February 18 was Ash Wednesday and the beginning of the Lenten season.
When I was a child, it was the custom to give something up for Lent, usually candy! As an adult, I remember giving up other “creature comforts” (like TV or dessert) or bad habits (like smoking). Over the years, the emphasis changed from giving up things to doing something, like attending daily Mass during my lunch hour or praying the rosary or reading scripture. I discovered that those Lenten seasons when I did something every day rather than give up something had a more lasting effect on me and my relationship with God.
Since becoming a Lay Carmelite, the 40 days of Lent are more of a retreat than a time of sacrifice and deprivation. Lent has become a time to go into the desert with the Lord. A time to embrace the cross and join him on his journey toward Calvary. A time to reflect on — and intensify the work of — dying to self so that I might live in him.
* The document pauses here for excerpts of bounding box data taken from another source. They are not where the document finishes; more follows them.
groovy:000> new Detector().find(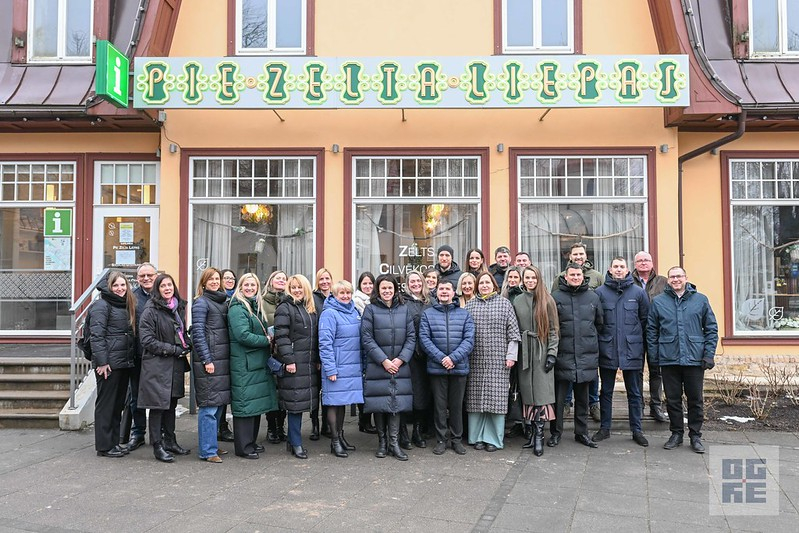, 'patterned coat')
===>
[466,294,521,415]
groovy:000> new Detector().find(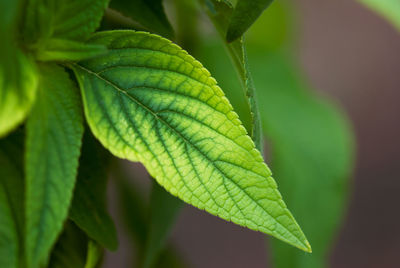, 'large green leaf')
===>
[0,0,37,137]
[74,31,310,251]
[359,0,400,31]
[69,131,118,250]
[247,2,354,268]
[226,0,273,42]
[205,0,263,152]
[110,0,174,38]
[250,53,354,268]
[25,65,83,268]
[48,221,102,268]
[0,134,24,268]
[24,0,110,45]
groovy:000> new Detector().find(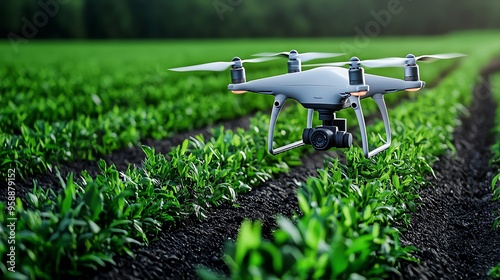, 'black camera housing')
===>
[302,126,352,151]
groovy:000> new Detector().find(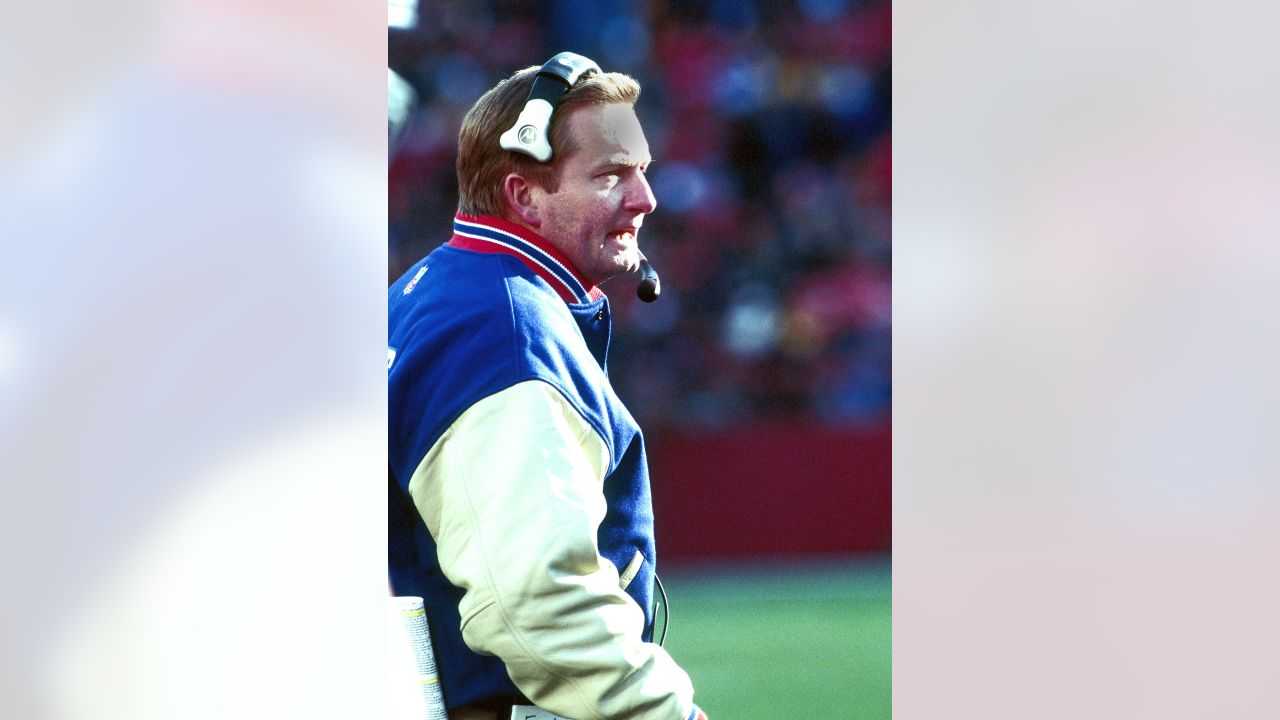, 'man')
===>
[388,59,705,720]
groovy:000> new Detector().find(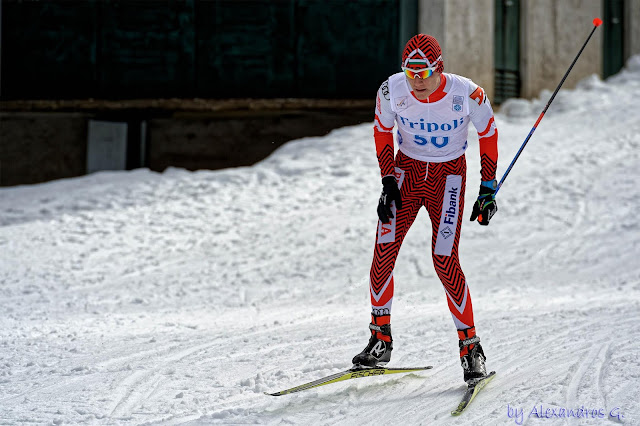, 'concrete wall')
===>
[0,113,87,186]
[418,0,495,99]
[520,0,603,98]
[0,107,375,186]
[624,0,640,62]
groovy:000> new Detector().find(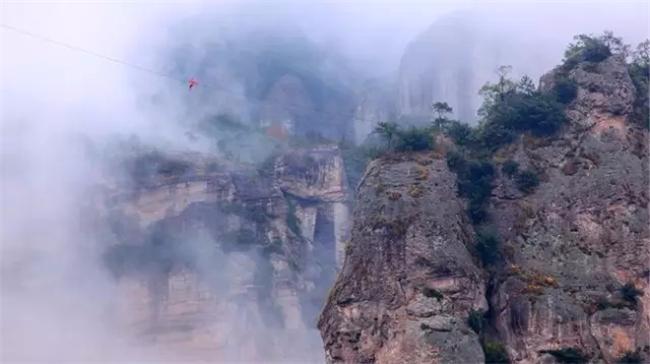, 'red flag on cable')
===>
[188,78,199,90]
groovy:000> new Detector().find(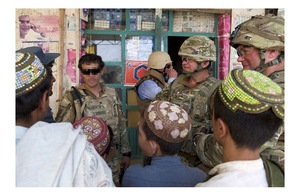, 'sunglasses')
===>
[81,68,100,75]
[181,57,193,62]
[165,64,172,68]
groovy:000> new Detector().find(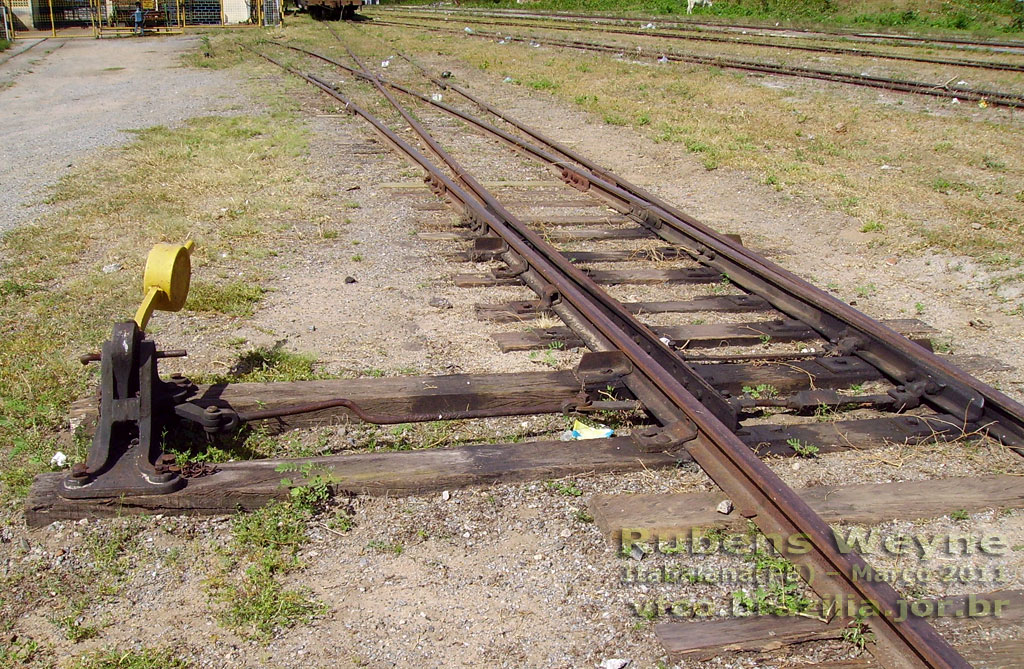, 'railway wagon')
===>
[298,0,362,20]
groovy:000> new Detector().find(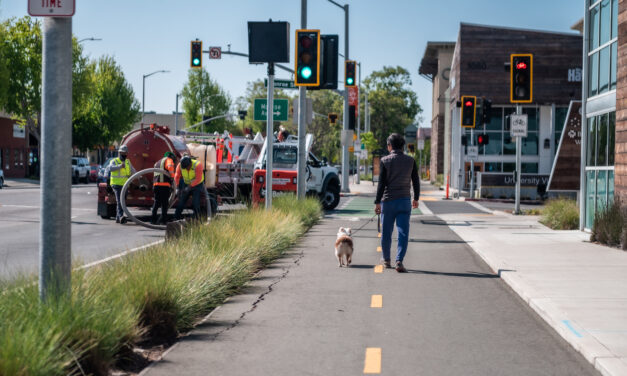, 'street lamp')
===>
[142,70,170,124]
[76,37,102,43]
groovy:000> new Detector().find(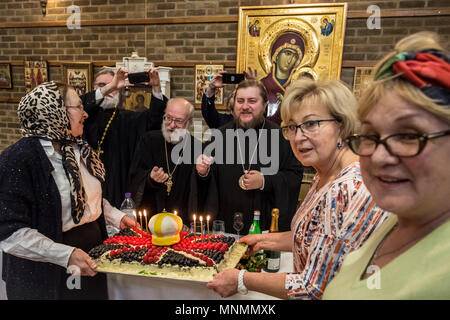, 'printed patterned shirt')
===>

Our Carmelite spirituality has so much to offer us to help us on this journey, not only during Lent, but throughout the whole year: Lectio Divina, the Eucharist, Community, and the Liturgy of the Hours.
For Lent this year, in addition to these four “pillars of Carmel,” I'm going to begin each day by attending a program of Lenten readings and reflections at Holy Spirit Church. When I read the following notice on page 5 of the January 25th bulletin1.9MB, I knew this was God whispering an invitation to me to come closer to him:
Please join for daily Lenten readings and reflections with Fr. Mat and Dn. Rigo. It will be held from Monday through Saturday from 6:25 to 6:45 a.m. at the Fireside Room during the entire Lenten season. “The Magnificent Lenten Companion” will be used as a resource and all the participants will get that booklet free. If you participate in this short 20-minute program for 40 days, your life will be forever transformed. No registrations required; just show up.
So this Lent I'll be combining the two penitential customs that are traditional for this season: I'll give something up (that last hour of sleep every morning!) and I'll do something fruitful (spiritual reading and reflection in a community of my fellow Catholics).
What are you doing to make this Lenten season different from “ordinary” time?